Procedimento per cucinare le mammarelle, i gustosi carciofi alla napoletana

Preparare un pinzimonio di aglio, olio, prezzemolo e pepe.

Poiché le mammole non hanno spine, bisogna soltanto eliminare le foglie esterne, che sono più dure.
Con le mani aprire leggermente la parte centrale del carciofo, in modo da infilare un po’ di pinzimonio di aglio, olio, prezzemolo e pepe.
In una pentola, sistemare i carciofi in piedi, versare due bicchieri di acqua, salare un pò, coprire con il coperchio e far cuocere una ventina di minuti. Poiché la cottura dipende dalla grandezza del carciofo, può essere anche verificata con una forchetta. Se questa entra nel carciofo senza difficoltà, allora vuol dire che è cotto.

Si mangiano con le mani, staccando le foglie una ad una.
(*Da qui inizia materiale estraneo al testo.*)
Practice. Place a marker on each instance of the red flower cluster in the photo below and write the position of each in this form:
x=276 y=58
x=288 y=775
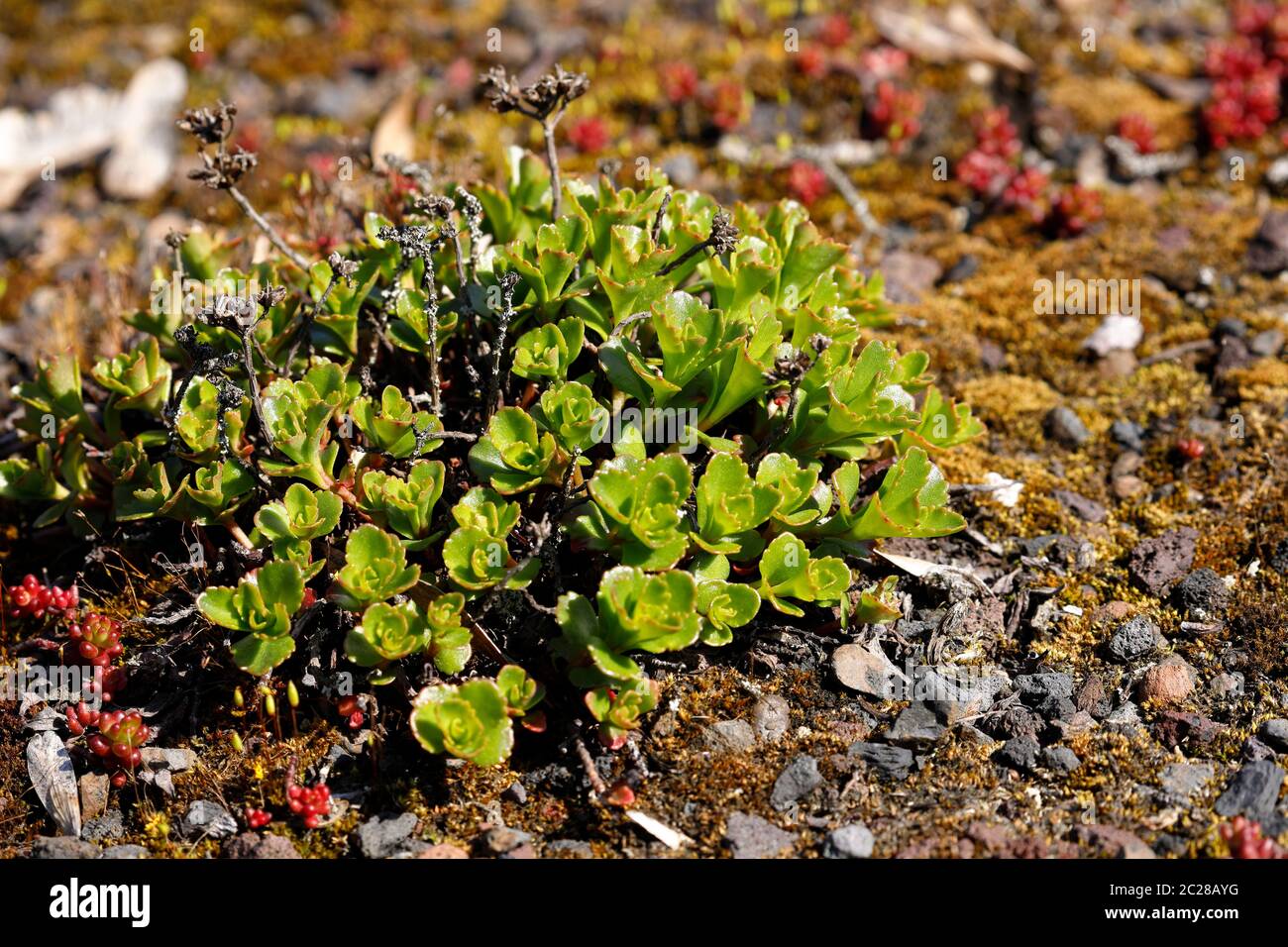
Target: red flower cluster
x=589 y=134
x=35 y=599
x=679 y=81
x=1026 y=191
x=728 y=103
x=894 y=114
x=806 y=182
x=835 y=31
x=991 y=165
x=348 y=707
x=1138 y=131
x=1243 y=838
x=120 y=735
x=310 y=802
x=99 y=638
x=1074 y=209
x=1247 y=71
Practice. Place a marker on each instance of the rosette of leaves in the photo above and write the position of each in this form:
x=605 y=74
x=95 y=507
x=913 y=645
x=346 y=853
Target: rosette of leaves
x=297 y=420
x=618 y=709
x=54 y=394
x=290 y=525
x=724 y=605
x=210 y=493
x=845 y=406
x=638 y=611
x=393 y=631
x=137 y=379
x=197 y=421
x=522 y=694
x=730 y=508
x=140 y=487
x=391 y=425
x=691 y=338
x=375 y=569
x=943 y=424
x=787 y=571
x=636 y=510
x=514 y=457
x=262 y=607
x=404 y=505
x=546 y=264
x=524 y=205
x=471 y=722
x=571 y=412
x=477 y=554
x=803 y=499
x=548 y=351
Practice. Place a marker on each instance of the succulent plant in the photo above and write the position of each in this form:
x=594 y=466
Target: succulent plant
x=261 y=605
x=375 y=569
x=469 y=720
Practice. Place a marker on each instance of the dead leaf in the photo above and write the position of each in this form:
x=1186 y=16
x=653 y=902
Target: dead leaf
x=81 y=123
x=50 y=767
x=945 y=37
x=394 y=133
x=662 y=832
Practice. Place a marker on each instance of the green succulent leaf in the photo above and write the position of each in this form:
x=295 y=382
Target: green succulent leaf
x=789 y=573
x=471 y=722
x=375 y=569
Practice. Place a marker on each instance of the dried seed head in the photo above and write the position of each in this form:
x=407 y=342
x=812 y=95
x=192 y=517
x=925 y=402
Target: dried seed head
x=342 y=266
x=724 y=236
x=209 y=125
x=548 y=95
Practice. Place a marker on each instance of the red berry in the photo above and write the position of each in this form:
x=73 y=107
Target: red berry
x=679 y=81
x=806 y=182
x=589 y=134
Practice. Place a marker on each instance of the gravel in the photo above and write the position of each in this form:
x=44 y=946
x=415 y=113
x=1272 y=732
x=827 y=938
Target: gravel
x=751 y=836
x=915 y=725
x=1063 y=425
x=893 y=762
x=1060 y=759
x=384 y=835
x=867 y=671
x=1157 y=562
x=1201 y=594
x=771 y=718
x=849 y=841
x=1253 y=791
x=795 y=783
x=1019 y=753
x=728 y=736
x=207 y=819
x=1274 y=733
x=1183 y=780
x=1133 y=639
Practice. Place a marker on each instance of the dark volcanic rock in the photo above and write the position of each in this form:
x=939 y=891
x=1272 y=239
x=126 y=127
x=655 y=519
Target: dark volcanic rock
x=751 y=836
x=1201 y=594
x=1267 y=252
x=1133 y=639
x=1253 y=791
x=892 y=761
x=798 y=780
x=849 y=841
x=1063 y=425
x=1154 y=564
x=1019 y=753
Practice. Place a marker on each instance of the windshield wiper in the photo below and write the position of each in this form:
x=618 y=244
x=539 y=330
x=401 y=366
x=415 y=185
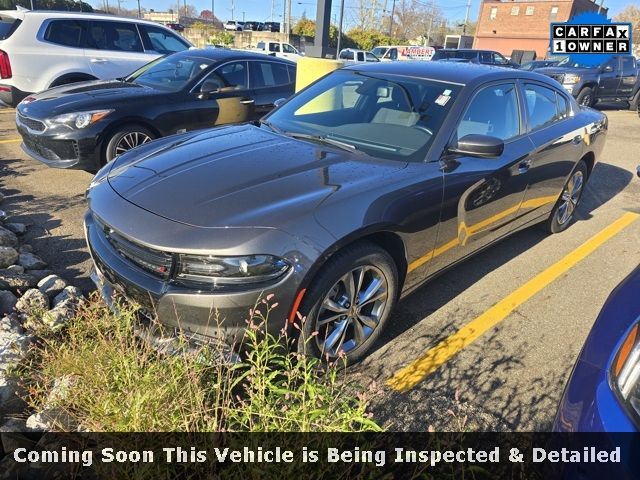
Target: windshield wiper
x=324 y=139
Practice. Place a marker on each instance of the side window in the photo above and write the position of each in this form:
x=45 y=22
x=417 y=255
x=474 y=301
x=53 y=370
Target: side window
x=65 y=32
x=268 y=74
x=114 y=36
x=628 y=65
x=564 y=109
x=162 y=41
x=234 y=75
x=541 y=105
x=493 y=111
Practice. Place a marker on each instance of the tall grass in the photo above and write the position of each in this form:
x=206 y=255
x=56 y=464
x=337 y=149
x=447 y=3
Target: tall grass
x=116 y=382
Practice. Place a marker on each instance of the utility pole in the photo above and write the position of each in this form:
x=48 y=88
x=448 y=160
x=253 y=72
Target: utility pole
x=340 y=27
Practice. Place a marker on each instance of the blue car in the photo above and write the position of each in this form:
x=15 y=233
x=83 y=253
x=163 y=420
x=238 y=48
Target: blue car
x=603 y=393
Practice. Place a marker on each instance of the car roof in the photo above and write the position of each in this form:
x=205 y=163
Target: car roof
x=229 y=54
x=452 y=72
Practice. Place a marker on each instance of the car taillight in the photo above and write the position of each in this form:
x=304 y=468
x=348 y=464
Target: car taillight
x=5 y=65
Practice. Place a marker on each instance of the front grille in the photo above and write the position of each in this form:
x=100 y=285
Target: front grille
x=32 y=124
x=153 y=261
x=559 y=77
Queste si piegano e si bagnano con olio e sale. Si stacca con i denti la parte finale delle foglia e si mangia. Man mano, le foglie diventano sempre più tenere carnose e ricche di polpa, fino a quando si raggiunge il cuore del carciofo. Una vera bontà!

Le mammarelle possono essere cucinate anche ripiene, con salame, provolone, pane, parmigiano reggiano, pepe, pinoli e aglio.